Like most Breaking Bad finales, "Gliding Over All" would have worked incredibly well as a series finale. But this is not the end of the story. We know things will get bad again for Walter White; worse than ever before. The show has built to the conflict between Walt and his DEA Agent brother-in-law from the start. And now that day is here. Walt believes he can walk away from the darkness that proved ultimately less rewarding in the long term. I thought that hubris would be the downfall of Walter White, and for a while this episode convinced me that in fact it was simply continuing to live. However, those closing moment reveal that the show is doing what we all thought, but in a more interesting way. It is not the hubris of Heisenberg the drug lord that will prove Walter's undoing. It is the hubris of a Walter White that used to exist. Keeping the souvenir that is Gale's copy of Leaves of Grass will prove to be the first piece of a trap to ensnare Walter White. This is cemented even further in a wonderfully brief flashback to Walt at his most arrogant, when he pushed Hank to keep pursuing Heisenberg because he refused to let Gale take the credit for his genius. "WW," Hank mused back then, "Woodrow Wilson? Willy Wonka? Walter White?" "You got me," Walt responded. And he had no idea how right he was.

Grade: A

Notes:

-Another beautiful Breaking Bad monologue in Hank's recollection of his old job tagging trees, and his wish he would have appreciated the monotony more. "Tagging trees is a lot better than chasing monsters," he muses. "I used to love to go camping," is Walt's tragic response. The best days passed these men by, and they weren't even conscious enough to appreciate them.

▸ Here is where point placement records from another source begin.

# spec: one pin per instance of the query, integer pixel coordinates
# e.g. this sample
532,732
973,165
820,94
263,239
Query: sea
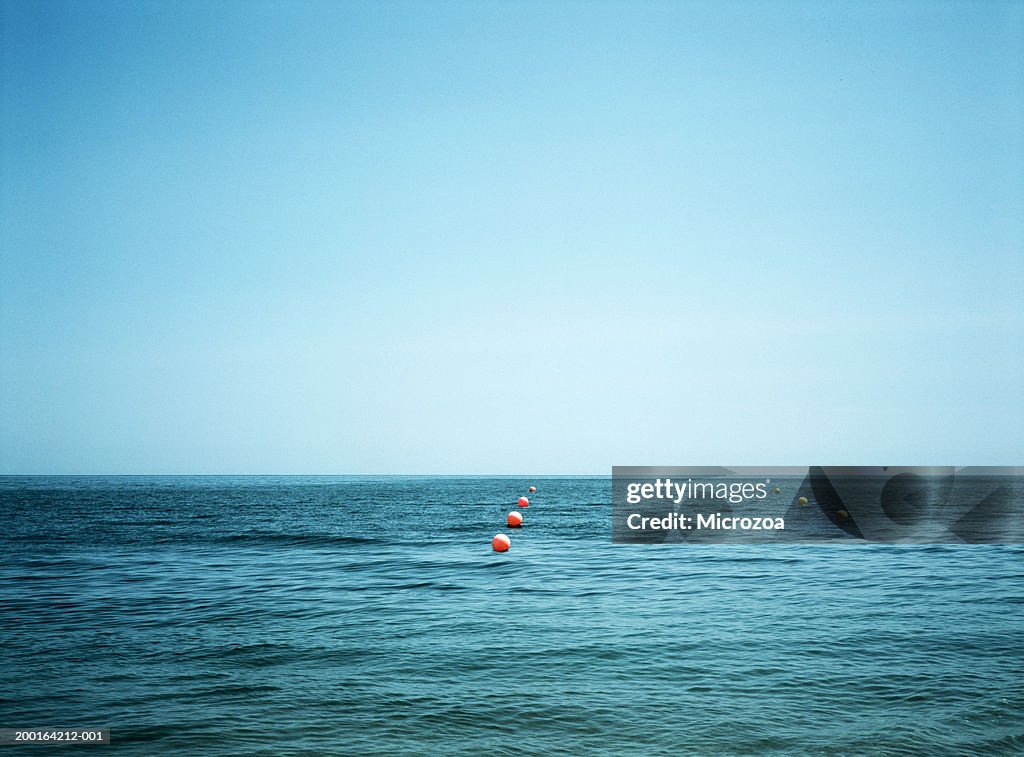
370,616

-I love the way the pool in the Whites' backyard is lit, bathing them both in blue, a color which infects their lives and their marriage.

-"How much is enough? How big does this pile have to be?" At the beginning of the season, this question would have inspired the vicious rancor of Heisenberg. But Walt is too tired to respond at this point.

-I liked the several nods to the show's history tonight, in the fly, the beaten up towel dispenser, and probably several other notes I am forgetting to mention. Again, this could have been a stellar series finale (but I am obviously glad it wasn't).

-Eight episodes left to go. See you all back here next summer.